Source: Environment Agency

 

The Environment Agency has removed part of a dilapidated weir in Sheffield to help preserve some of the structure while making the River Don more accessible to fish.

Work started in April to remove two-thirds of Ward End Weir at Hillsborough, allowing the watercourse to revert to a more natural habitat for wildlife and to leave the Don with one fewer barriers – creating a fish highway to allow salmon and sea trout to return to their historic spawning grounds within and upstream of the city. Fish including brown trout and grayling can now migrate freely up and down the river.

Ward End weir was in a poor state of repair and close to collapsing. It has no registered owner, and if it was left in its current state, it would likely have disintegrated along its entire length over time. By removing a section in a controlled way, the Environment Agency has safely retained a short section of the weir on each riverbank as a way of preserving a part of the city’s historical heritage. Doing this was more cost-effective than rebuilding the weir and maintaining it into the future.

The River Don BEFORE the weir removal


 Dr Jerome Masters, Fisheries Technical Officer at the Environment Agency, said:

“Water quality in the River Don has improved greatly in the past 20 years, supporting a recovering fish population. But many structures such as weirs prevent fish from reaching historical spawning grounds within and upstream of Sheffield.

Iconic species such as salmon are a symbol of a healthy thriving river environment that contributes to an attractive sense of place and enhances local development – it would be fantastic to see them in Sheffield once more.

Adult salmon are already able to migrate as far upstream as Kilnhurst, near Rotherham, and need only for weirs to be made passable for populations to re-establish in their historic spawning grounds within and upstream of Sheffield.
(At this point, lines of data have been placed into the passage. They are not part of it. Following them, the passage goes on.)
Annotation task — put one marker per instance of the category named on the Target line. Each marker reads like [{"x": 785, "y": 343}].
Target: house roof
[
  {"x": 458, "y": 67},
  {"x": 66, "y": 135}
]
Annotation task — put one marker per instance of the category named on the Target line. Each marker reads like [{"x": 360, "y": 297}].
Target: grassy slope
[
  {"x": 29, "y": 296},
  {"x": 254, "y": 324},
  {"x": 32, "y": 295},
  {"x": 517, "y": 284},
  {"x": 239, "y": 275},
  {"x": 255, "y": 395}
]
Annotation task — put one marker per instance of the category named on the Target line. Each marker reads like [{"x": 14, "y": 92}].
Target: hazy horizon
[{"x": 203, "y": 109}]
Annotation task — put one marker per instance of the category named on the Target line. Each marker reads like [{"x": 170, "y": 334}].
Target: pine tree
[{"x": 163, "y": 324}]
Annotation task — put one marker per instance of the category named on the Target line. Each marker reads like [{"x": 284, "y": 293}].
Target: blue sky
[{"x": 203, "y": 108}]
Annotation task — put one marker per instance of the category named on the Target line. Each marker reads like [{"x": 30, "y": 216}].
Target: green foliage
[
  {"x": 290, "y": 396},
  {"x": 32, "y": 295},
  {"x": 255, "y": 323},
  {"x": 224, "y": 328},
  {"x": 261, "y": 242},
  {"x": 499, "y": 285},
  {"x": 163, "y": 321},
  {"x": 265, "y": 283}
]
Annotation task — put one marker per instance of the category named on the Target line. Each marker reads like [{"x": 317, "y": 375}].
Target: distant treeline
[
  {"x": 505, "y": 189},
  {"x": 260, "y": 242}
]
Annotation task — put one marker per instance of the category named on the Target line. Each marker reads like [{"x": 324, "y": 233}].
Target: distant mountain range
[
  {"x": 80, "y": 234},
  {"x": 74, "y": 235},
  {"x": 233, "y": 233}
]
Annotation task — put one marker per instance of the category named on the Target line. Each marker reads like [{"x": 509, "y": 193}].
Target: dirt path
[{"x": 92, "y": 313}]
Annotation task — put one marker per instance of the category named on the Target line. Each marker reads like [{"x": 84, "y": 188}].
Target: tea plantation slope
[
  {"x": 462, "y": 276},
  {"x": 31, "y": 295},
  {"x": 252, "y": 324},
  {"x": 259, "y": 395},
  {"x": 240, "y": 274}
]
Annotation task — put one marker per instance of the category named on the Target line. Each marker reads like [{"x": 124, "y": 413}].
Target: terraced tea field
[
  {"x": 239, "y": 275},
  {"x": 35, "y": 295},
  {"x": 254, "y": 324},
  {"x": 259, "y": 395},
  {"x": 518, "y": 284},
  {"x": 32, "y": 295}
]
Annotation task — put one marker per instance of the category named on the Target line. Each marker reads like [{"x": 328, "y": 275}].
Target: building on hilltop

The industrial heritage of Sheffield is of course of great importance, so we have retained about a third of the weir’s length for posterity.”

And AFTER

Since the weir removal, the River Don is now returning to a natural series of shallow, fast sections, separated by deeper pools, creating better conditions for the brown trout and grayling that live there and for the invertebrates they feed on.

The work has been funded entirely from environmental budgets and will have no effect on flood risk to properties either upstream or downstream.